I'm trying to plot county-level data within the US. This is the first time I've worked with geospatial data. I've used tigris
to import the county-level shape information but the problem I'm faced with now is that this information excludes bodies of water. I have found a solution to remove areas of water, but it feels suboptimal so I was wondering if there's an easier way to do this?
Here's a reprex:
library(tidyverse)
library(sf)
#> Linking to GEOS 3.6.1, GDAL 2.2.3, PROJ 4.9.3
options(tigris_use_cache = TRUE)
library(tigris)
#> To enable
#> caching of data, set `options(tigris_use_cache = TRUE)` in your R script or .Rprofile.
#>
#> Attaching package: 'tigris'
#> The following object is masked from 'package:graphics':
#>
#> plot
# Get county maps for select states
state_map <- counties(state = c("Illinois", "Michigan", "Wisconsin", "Indiana")) %>% sf::st_as_sf()

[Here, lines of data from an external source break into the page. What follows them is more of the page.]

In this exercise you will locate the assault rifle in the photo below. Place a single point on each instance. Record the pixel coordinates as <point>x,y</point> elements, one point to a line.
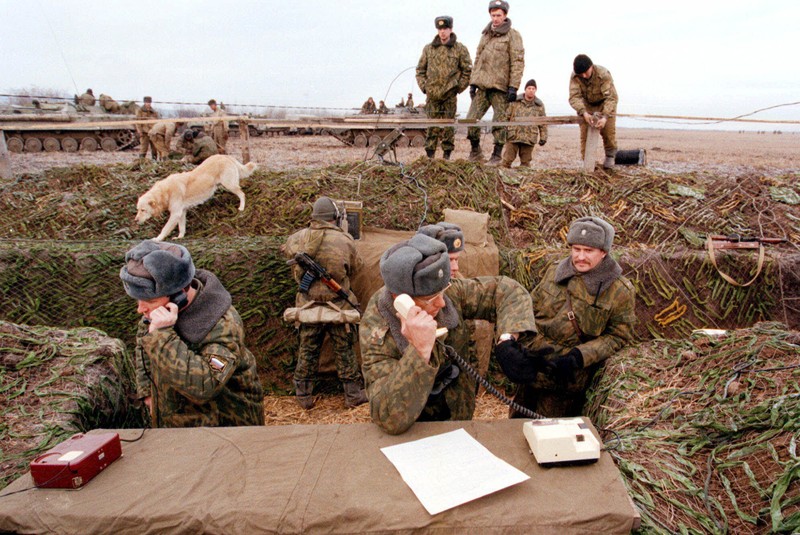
<point>314,271</point>
<point>735,241</point>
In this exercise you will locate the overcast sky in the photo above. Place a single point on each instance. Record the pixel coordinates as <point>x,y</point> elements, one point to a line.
<point>710,58</point>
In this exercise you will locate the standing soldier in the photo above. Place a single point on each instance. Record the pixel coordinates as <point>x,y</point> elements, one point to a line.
<point>335,250</point>
<point>523,139</point>
<point>192,367</point>
<point>499,63</point>
<point>146,112</point>
<point>443,72</point>
<point>592,94</point>
<point>219,128</point>
<point>161,137</point>
<point>585,312</point>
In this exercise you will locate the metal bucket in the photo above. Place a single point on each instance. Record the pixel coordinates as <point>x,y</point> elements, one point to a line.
<point>631,157</point>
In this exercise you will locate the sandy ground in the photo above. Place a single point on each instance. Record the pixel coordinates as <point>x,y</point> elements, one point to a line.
<point>674,151</point>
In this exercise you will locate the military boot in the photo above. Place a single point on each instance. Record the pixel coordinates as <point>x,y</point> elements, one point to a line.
<point>354,395</point>
<point>303,393</point>
<point>475,154</point>
<point>496,158</point>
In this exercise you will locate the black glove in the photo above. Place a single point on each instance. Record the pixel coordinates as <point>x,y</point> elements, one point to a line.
<point>518,363</point>
<point>512,94</point>
<point>566,366</point>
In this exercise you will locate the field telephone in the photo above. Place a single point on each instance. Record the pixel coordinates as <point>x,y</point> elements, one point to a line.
<point>552,441</point>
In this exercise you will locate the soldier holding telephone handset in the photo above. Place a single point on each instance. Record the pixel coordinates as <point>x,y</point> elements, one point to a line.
<point>409,375</point>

# Note the distinct lack of Lake Michigan
state_map %>%
ggplot(aes(fill = STATEFP)) +
geom_sf()
# Get all counties for state 55 (WI)
wi_counties <- state_map %>% filter(STATEFP == 55) %>% distinct(COUNTYFP) %>% pull(COUNTYFP)
# Iterate over each county, get water shape info, select only large areas of water.

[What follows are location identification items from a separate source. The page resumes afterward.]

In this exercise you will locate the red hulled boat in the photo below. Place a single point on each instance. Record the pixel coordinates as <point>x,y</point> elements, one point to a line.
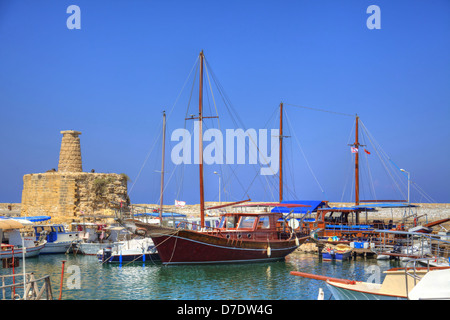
<point>240,237</point>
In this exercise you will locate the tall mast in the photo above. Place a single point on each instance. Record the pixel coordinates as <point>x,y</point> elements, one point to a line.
<point>162,168</point>
<point>357,162</point>
<point>200,119</point>
<point>280,158</point>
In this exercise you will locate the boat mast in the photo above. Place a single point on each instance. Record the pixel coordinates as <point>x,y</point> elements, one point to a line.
<point>162,168</point>
<point>357,145</point>
<point>280,158</point>
<point>200,119</point>
<point>356,163</point>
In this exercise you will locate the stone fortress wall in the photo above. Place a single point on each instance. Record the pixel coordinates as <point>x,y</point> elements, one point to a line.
<point>68,192</point>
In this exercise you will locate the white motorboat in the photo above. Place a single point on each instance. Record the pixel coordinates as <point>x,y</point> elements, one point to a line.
<point>135,250</point>
<point>59,240</point>
<point>94,237</point>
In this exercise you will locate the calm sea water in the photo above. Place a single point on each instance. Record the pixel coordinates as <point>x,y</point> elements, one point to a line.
<point>87,279</point>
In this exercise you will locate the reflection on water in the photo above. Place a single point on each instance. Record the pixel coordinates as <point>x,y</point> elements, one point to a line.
<point>261,281</point>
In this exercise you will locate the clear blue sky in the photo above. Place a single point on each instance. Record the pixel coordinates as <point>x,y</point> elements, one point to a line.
<point>112,78</point>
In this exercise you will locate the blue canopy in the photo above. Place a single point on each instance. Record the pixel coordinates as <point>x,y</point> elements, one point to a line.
<point>386,205</point>
<point>164,215</point>
<point>313,206</point>
<point>32,219</point>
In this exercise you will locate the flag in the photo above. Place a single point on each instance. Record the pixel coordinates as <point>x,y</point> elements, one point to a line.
<point>180,203</point>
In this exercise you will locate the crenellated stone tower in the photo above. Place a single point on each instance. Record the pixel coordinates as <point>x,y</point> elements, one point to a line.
<point>67,193</point>
<point>70,153</point>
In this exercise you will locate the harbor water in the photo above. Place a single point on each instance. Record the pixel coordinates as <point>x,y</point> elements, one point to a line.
<point>86,278</point>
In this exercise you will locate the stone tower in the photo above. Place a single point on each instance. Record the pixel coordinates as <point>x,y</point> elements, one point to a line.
<point>70,153</point>
<point>69,192</point>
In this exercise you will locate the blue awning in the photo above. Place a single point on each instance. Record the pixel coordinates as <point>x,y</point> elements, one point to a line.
<point>164,215</point>
<point>386,205</point>
<point>313,206</point>
<point>32,219</point>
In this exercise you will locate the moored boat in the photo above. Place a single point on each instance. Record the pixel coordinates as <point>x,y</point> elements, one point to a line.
<point>135,250</point>
<point>59,240</point>
<point>398,284</point>
<point>240,237</point>
<point>17,245</point>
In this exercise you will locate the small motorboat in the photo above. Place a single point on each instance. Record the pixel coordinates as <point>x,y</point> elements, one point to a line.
<point>135,250</point>
<point>339,252</point>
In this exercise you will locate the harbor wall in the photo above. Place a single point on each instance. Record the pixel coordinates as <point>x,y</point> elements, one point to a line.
<point>66,195</point>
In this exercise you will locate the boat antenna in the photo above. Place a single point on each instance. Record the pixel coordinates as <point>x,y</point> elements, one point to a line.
<point>162,168</point>
<point>200,119</point>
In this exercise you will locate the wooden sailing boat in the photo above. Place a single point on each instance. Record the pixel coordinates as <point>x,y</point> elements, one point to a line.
<point>240,237</point>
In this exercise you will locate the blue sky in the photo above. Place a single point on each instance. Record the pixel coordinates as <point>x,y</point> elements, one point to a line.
<point>112,78</point>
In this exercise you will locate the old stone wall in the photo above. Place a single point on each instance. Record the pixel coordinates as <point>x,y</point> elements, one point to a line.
<point>67,195</point>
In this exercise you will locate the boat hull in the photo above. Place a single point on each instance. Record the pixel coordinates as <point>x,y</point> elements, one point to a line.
<point>91,248</point>
<point>333,255</point>
<point>29,252</point>
<point>192,247</point>
<point>57,247</point>
<point>340,293</point>
<point>117,258</point>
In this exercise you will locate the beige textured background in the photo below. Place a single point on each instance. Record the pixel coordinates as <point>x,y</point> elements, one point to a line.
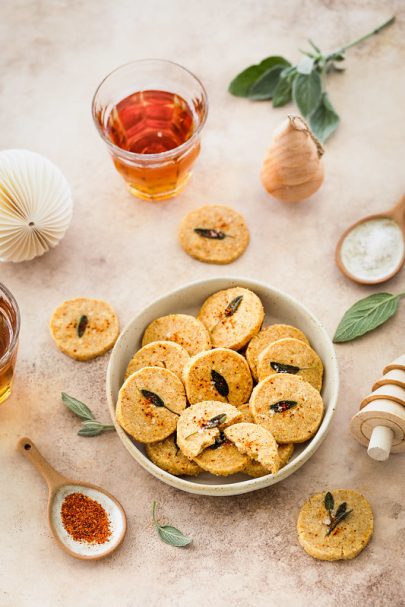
<point>245,551</point>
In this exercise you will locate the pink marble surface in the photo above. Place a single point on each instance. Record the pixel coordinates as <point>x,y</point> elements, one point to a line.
<point>245,550</point>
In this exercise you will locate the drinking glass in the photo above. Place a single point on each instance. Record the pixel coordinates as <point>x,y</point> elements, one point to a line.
<point>9,331</point>
<point>150,114</point>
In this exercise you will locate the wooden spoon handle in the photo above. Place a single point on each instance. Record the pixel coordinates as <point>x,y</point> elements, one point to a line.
<point>398,212</point>
<point>29,450</point>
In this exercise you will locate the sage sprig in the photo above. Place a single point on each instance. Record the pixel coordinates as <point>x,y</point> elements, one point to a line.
<point>169,534</point>
<point>90,426</point>
<point>304,83</point>
<point>366,315</point>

# Finally perform union for all filtered water shape info
wi_water <-
map_dfr(
wi_counties,
~ area_water("WI", county = ., class = "sf") %>% filter(AWATER > 10^8)
) %>%
st_union()
# Remove overlapping regions between state_map and wi_water
state_minus_water <- st_difference(state_map, wi_water)

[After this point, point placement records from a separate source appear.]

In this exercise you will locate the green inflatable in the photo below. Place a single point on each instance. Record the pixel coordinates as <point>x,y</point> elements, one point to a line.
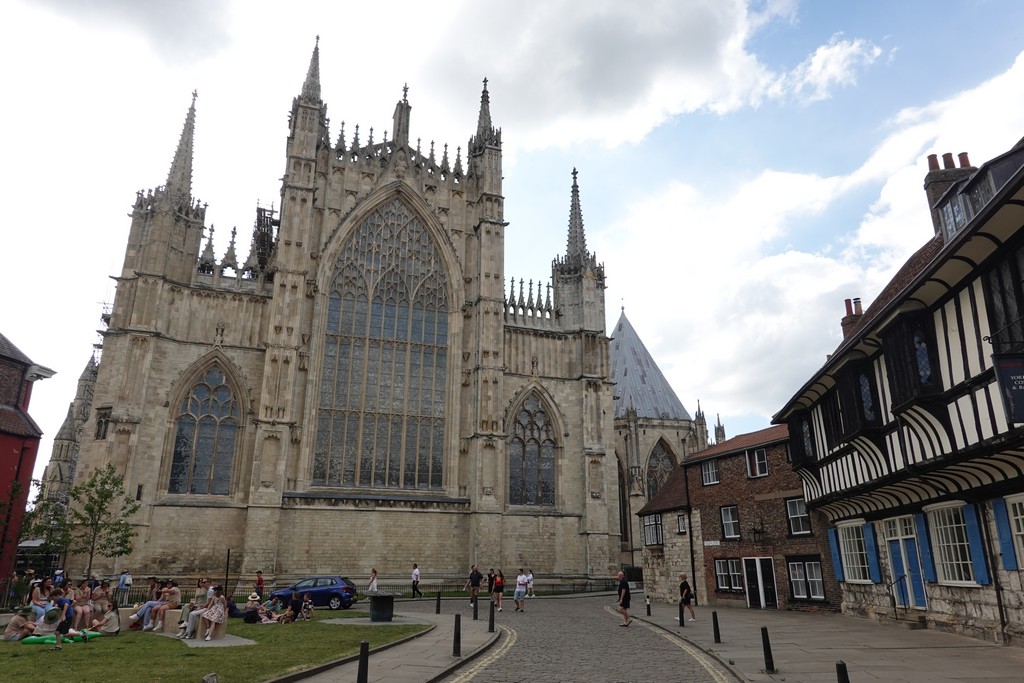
<point>52,640</point>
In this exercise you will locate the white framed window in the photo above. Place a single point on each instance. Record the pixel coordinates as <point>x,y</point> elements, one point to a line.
<point>736,574</point>
<point>730,521</point>
<point>800,521</point>
<point>950,547</point>
<point>1015,509</point>
<point>805,580</point>
<point>729,574</point>
<point>757,463</point>
<point>853,551</point>
<point>709,472</point>
<point>652,530</point>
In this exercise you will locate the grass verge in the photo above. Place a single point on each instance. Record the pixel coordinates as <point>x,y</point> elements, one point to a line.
<point>140,657</point>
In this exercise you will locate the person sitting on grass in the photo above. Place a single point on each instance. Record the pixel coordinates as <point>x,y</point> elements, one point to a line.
<point>294,609</point>
<point>20,626</point>
<point>171,600</point>
<point>110,623</point>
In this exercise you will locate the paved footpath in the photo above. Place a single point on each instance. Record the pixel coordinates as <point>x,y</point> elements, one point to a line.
<point>578,639</point>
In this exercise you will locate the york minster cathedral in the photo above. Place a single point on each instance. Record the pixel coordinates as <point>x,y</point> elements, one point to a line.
<point>369,387</point>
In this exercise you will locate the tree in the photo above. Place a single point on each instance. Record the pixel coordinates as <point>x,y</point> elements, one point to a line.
<point>95,520</point>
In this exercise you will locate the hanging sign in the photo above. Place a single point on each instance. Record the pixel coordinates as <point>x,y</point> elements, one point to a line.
<point>1010,378</point>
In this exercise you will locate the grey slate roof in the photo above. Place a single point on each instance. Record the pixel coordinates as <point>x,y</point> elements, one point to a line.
<point>639,383</point>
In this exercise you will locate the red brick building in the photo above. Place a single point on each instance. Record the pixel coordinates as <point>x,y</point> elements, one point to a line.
<point>733,518</point>
<point>18,444</point>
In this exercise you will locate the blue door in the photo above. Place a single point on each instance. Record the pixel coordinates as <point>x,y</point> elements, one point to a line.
<point>913,572</point>
<point>896,555</point>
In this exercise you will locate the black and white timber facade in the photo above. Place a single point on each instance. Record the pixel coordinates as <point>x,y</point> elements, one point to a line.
<point>905,438</point>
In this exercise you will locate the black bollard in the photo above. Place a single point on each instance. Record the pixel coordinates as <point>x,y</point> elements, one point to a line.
<point>363,675</point>
<point>766,644</point>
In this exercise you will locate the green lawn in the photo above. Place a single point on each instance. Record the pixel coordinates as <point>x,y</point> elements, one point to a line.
<point>140,657</point>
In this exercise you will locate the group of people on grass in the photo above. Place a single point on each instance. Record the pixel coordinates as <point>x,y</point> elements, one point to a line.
<point>59,608</point>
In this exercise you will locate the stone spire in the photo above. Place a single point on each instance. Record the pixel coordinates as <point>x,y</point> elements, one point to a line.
<point>310,88</point>
<point>486,134</point>
<point>576,251</point>
<point>179,177</point>
<point>399,131</point>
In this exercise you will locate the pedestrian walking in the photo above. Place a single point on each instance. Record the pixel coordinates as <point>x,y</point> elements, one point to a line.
<point>416,581</point>
<point>473,584</point>
<point>499,589</point>
<point>686,595</point>
<point>519,597</point>
<point>372,587</point>
<point>624,598</point>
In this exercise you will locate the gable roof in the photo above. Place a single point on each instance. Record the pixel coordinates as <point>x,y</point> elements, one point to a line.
<point>639,382</point>
<point>672,495</point>
<point>741,442</point>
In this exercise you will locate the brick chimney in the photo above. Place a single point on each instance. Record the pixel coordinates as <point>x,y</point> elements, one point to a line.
<point>853,313</point>
<point>938,180</point>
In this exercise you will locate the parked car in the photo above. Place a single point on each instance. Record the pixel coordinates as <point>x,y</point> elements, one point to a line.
<point>332,592</point>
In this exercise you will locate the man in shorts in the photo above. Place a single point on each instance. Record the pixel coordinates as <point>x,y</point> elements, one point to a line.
<point>473,584</point>
<point>519,597</point>
<point>624,598</point>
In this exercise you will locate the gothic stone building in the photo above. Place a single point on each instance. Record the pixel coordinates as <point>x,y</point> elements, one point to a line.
<point>909,436</point>
<point>363,390</point>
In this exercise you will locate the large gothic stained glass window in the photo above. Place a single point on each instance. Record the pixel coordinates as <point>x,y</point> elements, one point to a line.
<point>531,456</point>
<point>383,383</point>
<point>205,435</point>
<point>659,466</point>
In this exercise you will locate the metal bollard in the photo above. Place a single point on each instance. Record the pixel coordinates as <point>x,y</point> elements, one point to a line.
<point>363,675</point>
<point>766,644</point>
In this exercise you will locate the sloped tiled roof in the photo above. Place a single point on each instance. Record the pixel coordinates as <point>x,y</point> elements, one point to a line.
<point>8,350</point>
<point>741,442</point>
<point>639,382</point>
<point>672,495</point>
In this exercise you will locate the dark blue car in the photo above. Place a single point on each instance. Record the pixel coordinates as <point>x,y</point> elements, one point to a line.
<point>332,592</point>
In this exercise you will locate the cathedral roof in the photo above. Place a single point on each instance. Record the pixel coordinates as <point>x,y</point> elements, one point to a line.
<point>639,382</point>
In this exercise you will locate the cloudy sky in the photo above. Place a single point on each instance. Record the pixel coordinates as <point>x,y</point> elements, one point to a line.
<point>743,166</point>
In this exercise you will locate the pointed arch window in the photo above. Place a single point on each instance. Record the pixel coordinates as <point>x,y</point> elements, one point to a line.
<point>659,466</point>
<point>205,437</point>
<point>531,456</point>
<point>384,378</point>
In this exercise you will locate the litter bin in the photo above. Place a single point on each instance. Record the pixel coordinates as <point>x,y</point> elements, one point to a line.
<point>381,606</point>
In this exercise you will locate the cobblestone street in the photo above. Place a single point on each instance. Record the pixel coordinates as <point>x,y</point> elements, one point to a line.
<point>581,640</point>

#> although coordinates are longitude/latitude, st_difference assumes that they are planar
#> Warning: attribute variables are assumed to be spatially constant throughout all
#> geometries
# Now we have a bit of Lake Michigan...
state_minus_water %>%
ggplot(aes(fill = STATEFP)) +
geom_sf()
So this works but the problem is I need to do this for all states. I can probably loop/map across all states/counties and perform a union, but this seems a bit inefficient... I'm also worried about running into memory issues, which has been a problem for me when I've been playing around with this data.